Des comédiens formidables
Certains gamins à l'écran peuvent être rapidement horripilants, surtout s'ils surjouent l'émotion. Tout l'inverse du petit Toto (Salvatore Cascio) : il est craquant, avec ses grands yeux et son sourire malicieux. On aurait d'yeux que pour lui s'il n'y avait en face l'immense Philippe Noiret. Le Français évite le cabotinage que certains acteurs adoptent pour "exister" face à leurs jeunes partenaires : il campe un vieux râleur qui s'avère généreux et prévenant et nous bouleverse quand, au-delà de la commedia, il révèle la souffrance de son personnage, adulé et isolé, là-haut dans sa cabine puis dans son monde intérieur. Un monde dont il sort quand il discute avec Toto devenu adolescent : Marco Leonardi lui apporte un feu tout intérieur, une fougue rentrée derrière un sourire timide. Quadragénaire, c'est Jacques Perrin qui prête ses traits à Salvatore. Quelle émotion de revoir le comédien qui retourne sur ses terres, qui ont bien changé. On pleure avec lui lorsqu'il découvre le magnifique cadeau que lui a fait Alberto. Parmi la belle galerie de seconds rôles qui peuplent le film, citons Leopoldo Trieste, dont les mimiques hilarantes font du père Adelfio plus qu'un curé censeur.
Une comédie à l'italienne
Tout au long du film, nos gorges lâchent des rires francs ou s'étranglent d'émotion. Tornatore signe une comédie à l'italienne, bercée par la nostalgie, portée par la tendresse et le romantisme ; une comédie dans laquelle l'humour est imprégné de larmes. Les séquences au sein du Cinema Paradiso sont truculentes, parfois excessives ou touchantes. Le cinéaste confond la magie du 7e art avec la dure réalité de la vie dans les terres arides de Sicile. La communauté villageoise réunit des trognes, des caractères. Entre Fellini et Daumier. Une réjouissante commedia dell'arte !
Romantisme baroque
Dans ce village de Sicile où tout semble immuable - les édifices, les traditions, les rapports sociaux -, la caméra de Tornatore apporte le mouvement et traduit les émotions qui animent les personnages. Un mouvement visuel en symbiose avec la musique d'Ennio Morricone, dont les bouleversants violons évoquent aussi bien le romantisme que la nostalgie de temps âpres mais vécus avec légèreté par le petit Toto. Cinema Paradiso est en ce sens un film baroque, à l'image des façades des églises à la fois massives, surchargées et éthérées du Sud-Est de la Sicile.
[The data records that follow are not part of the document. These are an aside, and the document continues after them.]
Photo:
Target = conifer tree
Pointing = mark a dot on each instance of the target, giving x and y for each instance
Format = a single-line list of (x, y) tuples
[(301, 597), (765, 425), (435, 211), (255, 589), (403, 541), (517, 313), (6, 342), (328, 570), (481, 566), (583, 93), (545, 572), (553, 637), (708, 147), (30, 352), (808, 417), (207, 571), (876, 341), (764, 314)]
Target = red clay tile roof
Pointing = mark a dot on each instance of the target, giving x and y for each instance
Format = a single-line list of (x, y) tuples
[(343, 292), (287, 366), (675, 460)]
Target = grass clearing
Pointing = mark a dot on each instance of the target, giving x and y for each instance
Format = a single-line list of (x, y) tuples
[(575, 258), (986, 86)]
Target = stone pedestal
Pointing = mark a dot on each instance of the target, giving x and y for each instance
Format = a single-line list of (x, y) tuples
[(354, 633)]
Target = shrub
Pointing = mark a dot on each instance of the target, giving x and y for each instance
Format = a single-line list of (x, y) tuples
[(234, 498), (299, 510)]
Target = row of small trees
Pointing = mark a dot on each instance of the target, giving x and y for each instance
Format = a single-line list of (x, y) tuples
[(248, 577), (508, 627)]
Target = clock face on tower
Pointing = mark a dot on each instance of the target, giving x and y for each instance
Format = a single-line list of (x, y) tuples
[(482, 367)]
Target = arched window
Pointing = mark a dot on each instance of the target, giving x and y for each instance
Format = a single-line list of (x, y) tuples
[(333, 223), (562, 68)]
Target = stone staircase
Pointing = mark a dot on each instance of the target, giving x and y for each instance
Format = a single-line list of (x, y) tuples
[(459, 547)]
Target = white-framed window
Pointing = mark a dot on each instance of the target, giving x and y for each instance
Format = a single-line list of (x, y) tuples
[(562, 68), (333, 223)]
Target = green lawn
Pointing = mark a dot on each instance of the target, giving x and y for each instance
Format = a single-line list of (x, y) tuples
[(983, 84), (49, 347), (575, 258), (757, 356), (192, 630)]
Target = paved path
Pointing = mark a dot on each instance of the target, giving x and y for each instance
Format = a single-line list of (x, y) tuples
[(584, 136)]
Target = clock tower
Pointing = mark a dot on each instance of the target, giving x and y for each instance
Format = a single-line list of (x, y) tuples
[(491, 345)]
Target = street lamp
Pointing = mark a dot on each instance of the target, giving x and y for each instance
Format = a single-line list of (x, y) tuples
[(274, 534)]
Le film édité par TF1 Studio et Universal Pictures est proposé dans un beau master. Les bonus foisonnent. Que c'est bon d'entendre Noiret, déjà un peu affaibli, évoquer le tournage et son immersion dans un univers inspirant. Enfin, précisons que le film mérite deux visionnages : le premier en version originale, surtout pour les italophiles qui seront ravis d'entendre la voix de Toto ainsi que l'accent et les expressions siciliennes ou napolitaines qui ponctuent les dialogues, et le second en VF pour retrouver les intonations uniques de Noiret et Perrin (bien doublés dans la version italienne).